Überlieferung und Bedeutung der Inkommensurabilität

 Wie oben erwähnt ist die Entdeckung der Inkommensurabilität am Pentagramm eine spekulative Rekonstruktion. Die Alternative ist, dass sie am Quadrat entdeckt worden ist, entweder geometrisch wie oben oder durch das gerade-ungerade Argument, das sich dann bei Euklid findet. Zur Entdeckung der Inkommensurabilität schreibt Kurt von Fritz 1954:

von Fritz (1954):

  „The discovery of incommensurability is one of the most amazing and far-reaching accomplishments of early Greek mathematics. It is all the more amazing because, according to ancient tradition, the discovery was made at a time when Greek mathematical science was still in its infancy and apparently concerned with the most elementary … problems, while at the same time, as recent discoveries have shown, the Egyptians and Babylonians had already elaborated very highly developed and complicated methods for the solution of mathematical problems of a higher order, and yet, as far as we can see, never even suspected the existence of the problem…

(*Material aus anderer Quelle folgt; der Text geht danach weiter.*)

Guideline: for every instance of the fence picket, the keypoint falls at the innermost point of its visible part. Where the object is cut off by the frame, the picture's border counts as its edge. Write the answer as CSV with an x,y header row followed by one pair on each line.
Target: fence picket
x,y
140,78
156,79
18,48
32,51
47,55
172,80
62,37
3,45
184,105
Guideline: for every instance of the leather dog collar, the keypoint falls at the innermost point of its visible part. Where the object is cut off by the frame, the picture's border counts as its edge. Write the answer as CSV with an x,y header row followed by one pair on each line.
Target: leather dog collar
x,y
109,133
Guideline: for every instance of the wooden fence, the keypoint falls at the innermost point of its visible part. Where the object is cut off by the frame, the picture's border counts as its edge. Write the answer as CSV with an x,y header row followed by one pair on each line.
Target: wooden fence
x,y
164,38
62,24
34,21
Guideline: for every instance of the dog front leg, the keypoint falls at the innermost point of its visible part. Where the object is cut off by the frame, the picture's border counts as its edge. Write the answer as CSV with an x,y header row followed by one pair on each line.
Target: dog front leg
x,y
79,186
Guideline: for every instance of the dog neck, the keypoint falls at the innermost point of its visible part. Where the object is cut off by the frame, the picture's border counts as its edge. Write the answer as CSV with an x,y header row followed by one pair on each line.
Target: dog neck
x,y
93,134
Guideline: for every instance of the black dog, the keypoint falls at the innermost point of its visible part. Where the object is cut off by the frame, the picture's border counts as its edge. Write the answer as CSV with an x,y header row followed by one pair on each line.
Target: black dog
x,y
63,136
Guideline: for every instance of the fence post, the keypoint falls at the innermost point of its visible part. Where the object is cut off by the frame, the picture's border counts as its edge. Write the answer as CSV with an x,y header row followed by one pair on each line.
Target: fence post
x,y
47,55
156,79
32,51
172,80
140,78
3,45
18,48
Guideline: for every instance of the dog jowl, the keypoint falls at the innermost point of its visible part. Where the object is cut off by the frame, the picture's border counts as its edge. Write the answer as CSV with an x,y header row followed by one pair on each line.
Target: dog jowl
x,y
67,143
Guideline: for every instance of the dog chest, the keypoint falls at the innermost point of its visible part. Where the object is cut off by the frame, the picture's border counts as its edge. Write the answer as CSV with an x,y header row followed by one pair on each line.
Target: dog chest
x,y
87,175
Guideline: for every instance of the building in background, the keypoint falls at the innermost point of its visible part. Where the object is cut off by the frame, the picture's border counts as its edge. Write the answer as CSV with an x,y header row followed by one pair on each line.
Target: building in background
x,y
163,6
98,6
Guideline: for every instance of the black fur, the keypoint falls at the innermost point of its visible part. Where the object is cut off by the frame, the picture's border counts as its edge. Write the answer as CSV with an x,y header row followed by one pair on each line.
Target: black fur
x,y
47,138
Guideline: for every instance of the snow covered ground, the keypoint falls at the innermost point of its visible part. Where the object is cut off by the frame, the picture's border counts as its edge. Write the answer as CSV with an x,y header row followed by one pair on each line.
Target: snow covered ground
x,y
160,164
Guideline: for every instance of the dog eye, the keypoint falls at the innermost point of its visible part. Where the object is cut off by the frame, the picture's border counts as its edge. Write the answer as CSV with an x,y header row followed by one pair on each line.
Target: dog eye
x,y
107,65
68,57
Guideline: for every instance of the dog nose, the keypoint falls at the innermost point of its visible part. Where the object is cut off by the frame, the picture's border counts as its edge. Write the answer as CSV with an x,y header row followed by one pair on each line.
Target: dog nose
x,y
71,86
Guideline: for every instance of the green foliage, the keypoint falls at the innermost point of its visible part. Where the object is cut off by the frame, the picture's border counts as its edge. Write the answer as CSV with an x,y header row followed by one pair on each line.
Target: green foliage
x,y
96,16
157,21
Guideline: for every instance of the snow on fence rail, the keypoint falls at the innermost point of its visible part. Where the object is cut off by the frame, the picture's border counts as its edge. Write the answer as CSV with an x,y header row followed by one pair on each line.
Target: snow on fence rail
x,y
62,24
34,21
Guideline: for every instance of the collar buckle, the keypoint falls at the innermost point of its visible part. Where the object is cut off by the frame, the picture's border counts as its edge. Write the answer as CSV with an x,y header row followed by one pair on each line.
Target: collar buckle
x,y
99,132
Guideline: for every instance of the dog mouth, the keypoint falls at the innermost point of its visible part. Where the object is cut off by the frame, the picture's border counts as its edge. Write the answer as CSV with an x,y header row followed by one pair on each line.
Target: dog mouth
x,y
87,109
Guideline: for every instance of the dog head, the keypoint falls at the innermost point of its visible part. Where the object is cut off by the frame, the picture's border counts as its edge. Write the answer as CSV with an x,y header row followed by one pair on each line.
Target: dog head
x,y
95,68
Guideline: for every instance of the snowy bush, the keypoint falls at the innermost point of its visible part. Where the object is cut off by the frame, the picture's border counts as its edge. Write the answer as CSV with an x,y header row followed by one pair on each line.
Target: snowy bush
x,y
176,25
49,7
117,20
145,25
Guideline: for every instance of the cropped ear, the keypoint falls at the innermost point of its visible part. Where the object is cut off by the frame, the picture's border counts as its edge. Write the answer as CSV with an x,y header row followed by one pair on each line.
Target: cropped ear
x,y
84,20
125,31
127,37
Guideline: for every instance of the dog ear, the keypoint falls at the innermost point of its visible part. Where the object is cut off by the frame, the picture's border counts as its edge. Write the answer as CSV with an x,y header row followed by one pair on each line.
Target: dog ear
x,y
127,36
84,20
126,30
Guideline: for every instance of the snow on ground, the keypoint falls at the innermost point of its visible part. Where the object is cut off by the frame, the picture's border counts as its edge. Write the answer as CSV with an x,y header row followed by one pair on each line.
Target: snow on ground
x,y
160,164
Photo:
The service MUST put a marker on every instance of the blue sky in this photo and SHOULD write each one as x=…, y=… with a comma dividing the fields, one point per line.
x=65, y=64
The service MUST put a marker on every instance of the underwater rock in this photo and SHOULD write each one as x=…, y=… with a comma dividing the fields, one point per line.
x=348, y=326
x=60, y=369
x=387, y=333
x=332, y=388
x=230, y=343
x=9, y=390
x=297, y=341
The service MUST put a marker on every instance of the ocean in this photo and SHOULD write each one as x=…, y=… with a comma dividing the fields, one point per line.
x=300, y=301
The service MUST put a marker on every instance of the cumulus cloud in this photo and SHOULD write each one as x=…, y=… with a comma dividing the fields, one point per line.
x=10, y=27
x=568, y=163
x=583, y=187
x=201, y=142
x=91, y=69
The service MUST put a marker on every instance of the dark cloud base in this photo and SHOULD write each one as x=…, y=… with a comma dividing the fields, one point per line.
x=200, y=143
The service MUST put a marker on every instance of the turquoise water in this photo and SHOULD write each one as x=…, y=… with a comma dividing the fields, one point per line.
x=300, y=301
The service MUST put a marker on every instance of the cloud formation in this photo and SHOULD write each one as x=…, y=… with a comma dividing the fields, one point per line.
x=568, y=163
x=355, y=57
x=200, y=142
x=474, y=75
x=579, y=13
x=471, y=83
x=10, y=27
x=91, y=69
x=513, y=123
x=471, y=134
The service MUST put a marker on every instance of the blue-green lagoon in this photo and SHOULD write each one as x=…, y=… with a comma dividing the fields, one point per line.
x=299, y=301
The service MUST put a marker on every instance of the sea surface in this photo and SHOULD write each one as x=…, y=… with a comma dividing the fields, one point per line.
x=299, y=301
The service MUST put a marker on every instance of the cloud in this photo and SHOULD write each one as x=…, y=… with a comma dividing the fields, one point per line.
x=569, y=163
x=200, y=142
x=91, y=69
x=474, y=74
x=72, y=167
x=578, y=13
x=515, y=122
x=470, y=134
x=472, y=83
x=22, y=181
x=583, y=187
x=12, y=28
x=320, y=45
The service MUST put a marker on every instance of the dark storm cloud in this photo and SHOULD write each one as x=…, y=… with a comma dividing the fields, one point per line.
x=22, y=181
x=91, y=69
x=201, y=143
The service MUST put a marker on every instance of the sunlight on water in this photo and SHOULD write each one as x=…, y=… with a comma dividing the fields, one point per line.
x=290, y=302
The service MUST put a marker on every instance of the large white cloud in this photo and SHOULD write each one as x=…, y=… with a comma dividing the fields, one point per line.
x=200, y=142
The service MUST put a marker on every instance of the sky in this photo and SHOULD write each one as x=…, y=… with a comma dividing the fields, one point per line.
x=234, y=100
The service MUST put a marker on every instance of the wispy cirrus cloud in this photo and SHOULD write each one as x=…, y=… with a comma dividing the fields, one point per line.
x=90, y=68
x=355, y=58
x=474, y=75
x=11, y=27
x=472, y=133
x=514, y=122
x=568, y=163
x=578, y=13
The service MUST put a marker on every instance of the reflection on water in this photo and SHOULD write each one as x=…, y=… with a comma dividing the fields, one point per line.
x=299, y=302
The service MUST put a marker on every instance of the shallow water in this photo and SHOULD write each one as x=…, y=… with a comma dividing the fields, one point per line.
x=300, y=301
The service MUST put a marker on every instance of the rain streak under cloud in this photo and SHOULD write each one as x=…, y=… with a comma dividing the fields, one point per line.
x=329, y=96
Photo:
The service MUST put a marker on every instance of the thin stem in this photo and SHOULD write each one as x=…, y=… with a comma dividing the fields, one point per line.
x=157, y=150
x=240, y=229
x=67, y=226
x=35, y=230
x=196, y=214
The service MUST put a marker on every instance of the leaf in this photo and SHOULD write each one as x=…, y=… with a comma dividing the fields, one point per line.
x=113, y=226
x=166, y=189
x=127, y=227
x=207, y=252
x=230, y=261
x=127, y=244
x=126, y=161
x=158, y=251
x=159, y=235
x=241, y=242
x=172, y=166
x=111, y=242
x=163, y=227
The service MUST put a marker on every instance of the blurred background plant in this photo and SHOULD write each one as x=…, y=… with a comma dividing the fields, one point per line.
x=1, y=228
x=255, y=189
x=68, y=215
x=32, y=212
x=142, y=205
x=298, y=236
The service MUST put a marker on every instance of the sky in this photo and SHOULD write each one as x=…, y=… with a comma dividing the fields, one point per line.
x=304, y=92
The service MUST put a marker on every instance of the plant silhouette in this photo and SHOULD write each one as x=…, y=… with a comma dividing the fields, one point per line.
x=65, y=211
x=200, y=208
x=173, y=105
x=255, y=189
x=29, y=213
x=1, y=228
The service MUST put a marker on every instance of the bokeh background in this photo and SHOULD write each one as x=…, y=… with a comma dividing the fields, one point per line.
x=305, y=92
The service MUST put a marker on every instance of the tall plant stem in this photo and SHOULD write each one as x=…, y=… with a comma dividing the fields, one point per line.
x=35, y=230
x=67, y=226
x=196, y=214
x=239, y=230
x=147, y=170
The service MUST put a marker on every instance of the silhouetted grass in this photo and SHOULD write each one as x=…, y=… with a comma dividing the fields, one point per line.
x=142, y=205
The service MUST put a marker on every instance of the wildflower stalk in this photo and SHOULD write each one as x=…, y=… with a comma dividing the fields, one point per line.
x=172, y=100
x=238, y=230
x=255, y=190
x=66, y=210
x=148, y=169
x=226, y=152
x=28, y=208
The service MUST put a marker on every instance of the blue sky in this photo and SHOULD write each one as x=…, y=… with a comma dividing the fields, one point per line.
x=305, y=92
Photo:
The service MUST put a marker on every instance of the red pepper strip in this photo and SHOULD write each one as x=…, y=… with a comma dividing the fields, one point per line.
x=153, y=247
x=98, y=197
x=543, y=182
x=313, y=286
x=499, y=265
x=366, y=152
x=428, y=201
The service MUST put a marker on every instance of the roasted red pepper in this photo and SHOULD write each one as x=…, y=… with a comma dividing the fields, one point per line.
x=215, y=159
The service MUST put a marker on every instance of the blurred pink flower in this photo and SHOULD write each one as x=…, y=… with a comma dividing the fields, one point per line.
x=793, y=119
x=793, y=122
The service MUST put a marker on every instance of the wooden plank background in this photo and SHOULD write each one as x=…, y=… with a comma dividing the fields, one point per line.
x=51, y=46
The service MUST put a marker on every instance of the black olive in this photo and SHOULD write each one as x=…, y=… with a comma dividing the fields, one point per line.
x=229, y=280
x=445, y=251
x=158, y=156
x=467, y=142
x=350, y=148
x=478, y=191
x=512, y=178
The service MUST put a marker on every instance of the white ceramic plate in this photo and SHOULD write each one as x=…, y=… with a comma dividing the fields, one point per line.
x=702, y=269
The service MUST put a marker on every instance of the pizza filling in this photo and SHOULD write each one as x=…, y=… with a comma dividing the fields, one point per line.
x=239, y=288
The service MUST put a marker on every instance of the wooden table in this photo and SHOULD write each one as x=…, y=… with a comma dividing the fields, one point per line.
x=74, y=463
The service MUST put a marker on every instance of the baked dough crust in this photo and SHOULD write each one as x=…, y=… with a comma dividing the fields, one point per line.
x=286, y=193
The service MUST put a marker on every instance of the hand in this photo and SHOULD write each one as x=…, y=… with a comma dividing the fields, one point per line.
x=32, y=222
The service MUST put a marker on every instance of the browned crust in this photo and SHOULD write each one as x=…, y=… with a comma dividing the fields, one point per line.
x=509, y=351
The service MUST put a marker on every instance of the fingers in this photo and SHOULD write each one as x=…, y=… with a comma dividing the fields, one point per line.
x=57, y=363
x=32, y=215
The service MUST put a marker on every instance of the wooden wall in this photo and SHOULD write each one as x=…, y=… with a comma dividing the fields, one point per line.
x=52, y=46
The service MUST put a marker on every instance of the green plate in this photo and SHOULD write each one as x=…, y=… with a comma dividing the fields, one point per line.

 … It is the purpose of this paper to prove: 1) that the early Greek tradition which places the second stage of the development of the theory of incommensurability in the last quarter of the 5th century, and therefore implies that the first discovery itself was made still earlier is of such a nature that its authenticity can hardly be doubted…

 … the tradition concerning the first discovery itself has been preserved only in the works of very late authors, and is frequently connected with stories of obviously legendary character. But the tradition is unanimous in attributing the discovery to a Pythagorean philosopher by the name of Hippasus of Metapontum…

 According to Iamblichus’ Life of Pythagoras, Hippasus had an important part in the political disturbances in which the Pythagorean order became involved in the second quarter of the 5th century, and which ended in the revolt of ca 445, which put an end to Pythagorean domination in southern Italy. This agrees perfectly with the tradition which places him in the generation before Theodorus, who, as shown above, was born between 470 and 460.

… The discovery of incommensurability must have made an enormous impression in Pythagorean circles because it destroyed with one stroke the belief that everything could be expressed in integers, on which the whole Pythagorean philosophy up to then had been based. This impression is clearly reflected in those legends which say that Hippasus was punished by the gods for having made public his terrible discovery.“

 Der Artikel von Kurt von Fritz ist mittlerweile selbst ein Klassiker. Helmuth Gericke fasst 1984 die Situation zusammen:

Gericke (1984):

  „Dafür, dass Hippasos den Beweis am Fünfeck geführt haben könnte, sprechen die Argumente:

1) Es ist überliefert, dass Hippasos sich mit dem regelmäßigen Dodekaeder beschäftigt hat, dessen Seitenflächen bekanntlich Fünfecke sind.

2) Das Fünfeck bzw. das Pentagramm war das Erkennungszeichen der Pythagoreer; das wäre ein Motiv dafür, sich mit der Figur besonders gründlich zu beschäftigen.

3) Für einen geometrischen Satz wird man zuerst nach einem geometrischen Beweis suchen, nicht nach einem zahlentheoretischen.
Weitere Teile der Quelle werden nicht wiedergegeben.